In the last week, with social media, followed by bureaucrats and politicians, convulsing over a tweet, I realise that I will have to sober up, get back to the books and revisit myself. While I was sleeping and zinging and delivering one-liners, the society in which I thought my goalposts were clearly positioned, has just moved them without telling me. And I am floundering. Let me explain.

A young bureaucrat in the BMC posted a tweet on Mahatma Gandhi that roiled not only the Twitterverse but also other social media networks and continues to have resonance in the media, with article after article detailing what happened. Here’s the tweet, by the way:

“What an exceptional celebration of the 150th birth anniversary year is going on. High time, we remove his face from our currency, his statues from across the world, name institutions/roads named after him! That would be a real tribute from all of us! ThankU Godse for 30.01.1948.”

In saner times, what’s the first thing you would think? Sarcasm, right? Or irony? For several reasons. First, no-one in a public position would broadcast such a personally revealing piece of garbage. Second, this is a young IAS officer and she has to be smart, if not intellectual. Third, isn’t commenting upon emotive issues like Gandhiji against service rules? Hmmm, maybe she’s not that smart. Fourth, COME ON, irony isn’t dead yet.

Fifth, it ticks the sarcasm boxes — dependent for effect upon readers, a patently insincere, extreme form of expression, the very fact that an authority figure is making such an extreme statement. Sixth, Nidhi Choudhari herself has said she was misunderstood and points to her own social media timeline for a character certificate on whether she is a Mahatma admirer or a traducer.

As expected, the caca, when it hit the fan shortly afterward, became a deluge of outrage.
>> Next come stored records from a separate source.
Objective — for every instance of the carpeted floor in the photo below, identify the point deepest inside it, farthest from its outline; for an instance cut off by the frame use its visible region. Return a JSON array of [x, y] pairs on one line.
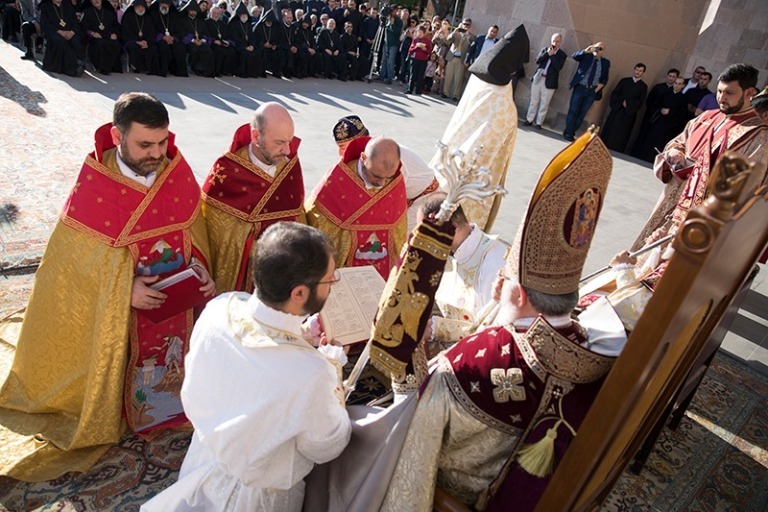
[[717, 460]]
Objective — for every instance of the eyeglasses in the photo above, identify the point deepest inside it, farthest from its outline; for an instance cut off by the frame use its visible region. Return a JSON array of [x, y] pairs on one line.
[[336, 278], [503, 275]]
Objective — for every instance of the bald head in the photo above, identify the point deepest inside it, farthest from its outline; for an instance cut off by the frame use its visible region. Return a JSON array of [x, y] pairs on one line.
[[271, 133], [381, 160]]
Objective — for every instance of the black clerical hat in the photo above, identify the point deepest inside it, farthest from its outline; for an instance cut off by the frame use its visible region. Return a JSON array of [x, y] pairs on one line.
[[191, 5], [241, 9], [497, 65]]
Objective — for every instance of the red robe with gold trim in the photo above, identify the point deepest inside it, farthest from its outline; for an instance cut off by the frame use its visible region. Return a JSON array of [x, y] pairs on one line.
[[366, 226], [704, 139], [69, 381], [241, 201]]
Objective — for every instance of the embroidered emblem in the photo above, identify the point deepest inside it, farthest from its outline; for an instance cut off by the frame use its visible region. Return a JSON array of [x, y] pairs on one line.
[[162, 259], [507, 385], [217, 174], [585, 211], [373, 249], [435, 279]]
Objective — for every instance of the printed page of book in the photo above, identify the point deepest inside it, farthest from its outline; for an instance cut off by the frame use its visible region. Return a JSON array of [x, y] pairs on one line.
[[348, 313]]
But the fact that she was shunted out of the BMC (in charge of implementation of plastics ban, a loser’s job, if ever there was one) and put into the state government to head its anti-encroachment cell (much better, in my opinion) shows that not everyone has completely lost the plot.

However, for a short time, there was a small window of doubt in my own mind about poor Ms Choudhari, created by the fell circumstances and the debased society that is India today. One, maybe she did mean it. After all, look at all the BJP netas and so-called society heavyweights who think nothing of abusing the Father of the Nation openly, while weighing the scale in favour of his assassin.

Sure, our PM has announced that MP from Bhopal Pragya Thakur will never be forgiven “in his heart” for saying what she did, but as she whizzes around Parliament in a wheelchair for effect, that is of little comfort. Two, not all Civil Service graduates are smart; look at our estimable Satyapal Singh, former (thankfully) police commissioner of Mumbai, former Union MOS in the human resources ministry, who is on record as saying Darwin was wrong about us descending from apes because he has never seen an ape turning into a man.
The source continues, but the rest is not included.